2. Terpaksa Berdua Saja
🎼
'Saya bertanggung jawab membawamu pulang, tapi kamu malah kabur.'
-Bang Jat-
🎼
Hari Minggu biasanya dianggap sebagai hari untuk keluarga. Hari tenang atau hari tanpa pekerjaan.
Tapi tidak berlaku bagi Mika yang tengah sibuk menghitung pembelian salah satu pelanggannya. Jemari pendeknya menekan kalkulator dengan menyebut jenis dan jumlah makanan yang dipesan.
"Totalnya 152 ribu, Mas."
Dengan senyum semanis sirup melon yang laris saat bulan puasa, Mika menatap lembut lelaki dengan jaket hijau yang tengah mengambil uang di saku celananya. Wangi lemon yang Mika tahu bukan dari pewangi ruangan menusuk hidungnya. Mika menunduk mengambil ponsel dan mengintipnya sesaat dan kembali menatap lelaki yang tengah menghitung lembaran rupiah yang sedikit kusut.
"Sebentar, Mbak. Saya cari yang dua ribunya di motor saya."
Sesaat Mika mengerjap lalu berdehem. "Enggak usah, Mas. Yang dua ribunya buat Masnya saja."
Lelaki itu merunduk dan mengangguk lalu pergi setelah mengucapkan terima kasih.

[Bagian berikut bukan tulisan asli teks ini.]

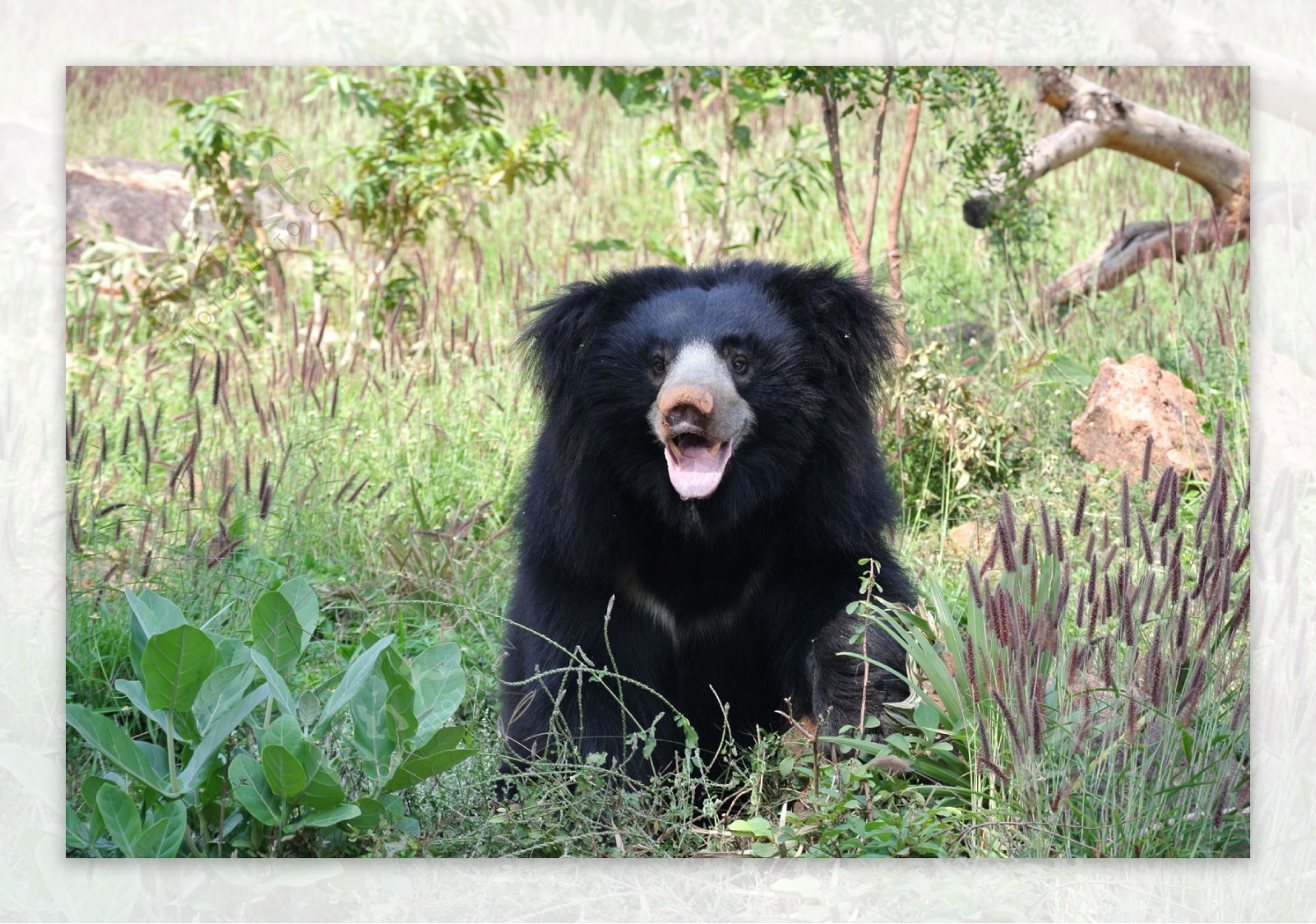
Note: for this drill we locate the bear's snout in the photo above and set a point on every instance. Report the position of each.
(690, 411)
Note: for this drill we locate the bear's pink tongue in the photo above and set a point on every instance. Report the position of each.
(697, 471)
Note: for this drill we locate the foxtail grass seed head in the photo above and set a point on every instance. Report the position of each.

Mika menggerakkan kepala miring ke kiri dan ke kanan hingga terdengar bunyi kretek. Dia berdiri dan menuju dapur, mengambil segelas es jeruk dan meneguknya sedikit lebih cepat.
"Ah, ini dia anaknya. Mika kamu pulang sekarang diantar Bang Jat, ya?" Tanpa aba-aba dan tanpa tanda-tanda, Hera menghampiri Mika yang terbatuk karena tersedak biji jeruk.

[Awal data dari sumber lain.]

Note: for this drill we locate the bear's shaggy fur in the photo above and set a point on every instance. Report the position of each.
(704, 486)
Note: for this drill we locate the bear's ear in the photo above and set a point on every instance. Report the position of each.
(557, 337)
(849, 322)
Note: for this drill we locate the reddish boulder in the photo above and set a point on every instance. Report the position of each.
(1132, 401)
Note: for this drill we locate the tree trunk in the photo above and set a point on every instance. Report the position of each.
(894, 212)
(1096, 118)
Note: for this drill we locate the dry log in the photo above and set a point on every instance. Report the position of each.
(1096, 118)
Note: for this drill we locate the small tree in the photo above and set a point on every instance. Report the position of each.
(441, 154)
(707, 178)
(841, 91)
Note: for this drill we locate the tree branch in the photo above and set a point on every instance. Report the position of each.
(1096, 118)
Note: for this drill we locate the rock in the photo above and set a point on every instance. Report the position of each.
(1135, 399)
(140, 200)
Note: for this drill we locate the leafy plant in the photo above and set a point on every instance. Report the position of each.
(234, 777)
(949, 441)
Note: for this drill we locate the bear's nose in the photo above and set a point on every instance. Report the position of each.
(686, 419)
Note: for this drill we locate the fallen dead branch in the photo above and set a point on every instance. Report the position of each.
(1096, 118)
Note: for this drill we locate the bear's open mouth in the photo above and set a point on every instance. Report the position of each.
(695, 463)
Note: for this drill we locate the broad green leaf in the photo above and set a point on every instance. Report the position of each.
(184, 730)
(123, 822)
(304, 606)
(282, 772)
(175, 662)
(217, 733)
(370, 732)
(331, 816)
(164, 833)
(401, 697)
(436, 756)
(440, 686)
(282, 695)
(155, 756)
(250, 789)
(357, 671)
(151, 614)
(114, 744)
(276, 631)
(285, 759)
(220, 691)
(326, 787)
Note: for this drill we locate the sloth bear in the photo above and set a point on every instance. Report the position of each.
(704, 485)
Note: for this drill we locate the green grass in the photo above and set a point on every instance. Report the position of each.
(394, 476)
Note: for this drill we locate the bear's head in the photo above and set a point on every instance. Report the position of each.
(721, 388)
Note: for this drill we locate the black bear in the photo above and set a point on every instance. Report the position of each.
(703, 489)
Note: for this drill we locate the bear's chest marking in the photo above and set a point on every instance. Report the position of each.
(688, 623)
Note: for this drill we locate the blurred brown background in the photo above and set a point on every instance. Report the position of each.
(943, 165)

"Mika kan, bawa motor, Tan. Suruh Bang Jat balik sendiri aja, deh."
Hera mengambil paksa gelas di tangan Mika dan mereguk sisa es jeruk. Mika yang masih berusaha menelan biji jeruk melotot, dia mundur dan mengambil botol air mineral.

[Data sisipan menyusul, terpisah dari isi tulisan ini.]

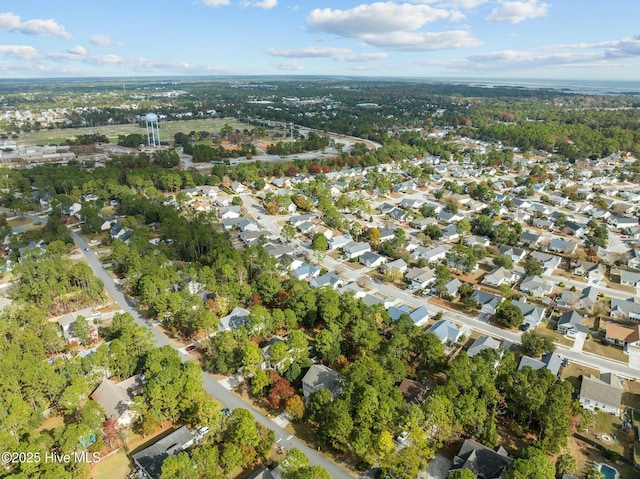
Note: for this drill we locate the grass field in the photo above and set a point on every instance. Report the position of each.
(167, 130)
(117, 466)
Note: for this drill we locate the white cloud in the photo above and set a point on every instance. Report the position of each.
(518, 11)
(288, 66)
(379, 17)
(100, 40)
(337, 54)
(77, 50)
(308, 52)
(395, 26)
(428, 41)
(24, 52)
(49, 27)
(215, 3)
(266, 4)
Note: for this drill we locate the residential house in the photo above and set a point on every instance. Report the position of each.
(419, 315)
(446, 331)
(634, 259)
(570, 324)
(487, 302)
(386, 234)
(588, 298)
(319, 376)
(233, 211)
(150, 458)
(352, 288)
(536, 286)
(341, 241)
(628, 338)
(575, 229)
(306, 271)
(450, 233)
(622, 222)
(563, 246)
(452, 287)
(568, 300)
(482, 343)
(603, 393)
(549, 262)
(550, 361)
(422, 223)
(372, 260)
(115, 398)
(432, 255)
(630, 278)
(354, 250)
(234, 320)
(413, 392)
(499, 276)
(527, 238)
(484, 462)
(398, 265)
(533, 315)
(543, 224)
(420, 278)
(330, 279)
(625, 309)
(593, 272)
(475, 240)
(515, 254)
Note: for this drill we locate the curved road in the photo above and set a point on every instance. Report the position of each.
(581, 357)
(212, 386)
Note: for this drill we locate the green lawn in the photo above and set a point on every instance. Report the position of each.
(117, 466)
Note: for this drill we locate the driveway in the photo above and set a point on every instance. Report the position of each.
(439, 467)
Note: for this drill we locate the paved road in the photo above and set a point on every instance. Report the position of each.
(212, 386)
(587, 359)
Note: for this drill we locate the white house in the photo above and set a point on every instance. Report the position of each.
(603, 393)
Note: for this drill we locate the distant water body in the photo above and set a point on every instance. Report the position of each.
(586, 87)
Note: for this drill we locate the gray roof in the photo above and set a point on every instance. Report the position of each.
(550, 361)
(481, 460)
(482, 343)
(151, 458)
(532, 314)
(604, 390)
(235, 319)
(320, 376)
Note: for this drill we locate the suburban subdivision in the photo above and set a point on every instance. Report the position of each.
(320, 278)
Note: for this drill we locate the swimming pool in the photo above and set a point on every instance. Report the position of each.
(609, 472)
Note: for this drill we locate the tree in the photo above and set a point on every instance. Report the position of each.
(532, 462)
(509, 315)
(81, 329)
(462, 474)
(533, 267)
(178, 466)
(288, 233)
(594, 473)
(503, 261)
(566, 464)
(319, 242)
(534, 344)
(110, 430)
(295, 407)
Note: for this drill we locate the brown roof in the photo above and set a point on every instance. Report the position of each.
(622, 333)
(413, 391)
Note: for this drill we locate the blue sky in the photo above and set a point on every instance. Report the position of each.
(519, 39)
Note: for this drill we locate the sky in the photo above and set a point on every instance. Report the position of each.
(452, 39)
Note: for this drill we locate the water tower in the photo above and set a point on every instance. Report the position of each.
(153, 130)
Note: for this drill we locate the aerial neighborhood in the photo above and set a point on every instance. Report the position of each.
(445, 292)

"Nah, kan pas. Abang nganter pulang pake motor kamu."
"Eh," Mika mengerjap beberapa kali. Dia mengusap wajah sebelah kiri lalu menggigit telunjuk kirinya. "Tapi Mika masih nanti pulangnya. Kan, jam kerja-"
"Hush! Jam kerja-jam kerja! Kayak kerja sama siapa aja, kamu." Hera menyeret lengan Mika menjauhi dapur. "Sudah sana, bereskan barang-barangmu."
"Tante enggak pecat Mika, kan?"
"Astaga, nih, bocah. Mau Tante pecat beneran?"
Tubuh Mika menegang. "Ya jangan lah, Tan. Nanti Mama ngomel-ngomel lagi kalau lihat Mika menganggur." Mika meringis dan memeluk Hera.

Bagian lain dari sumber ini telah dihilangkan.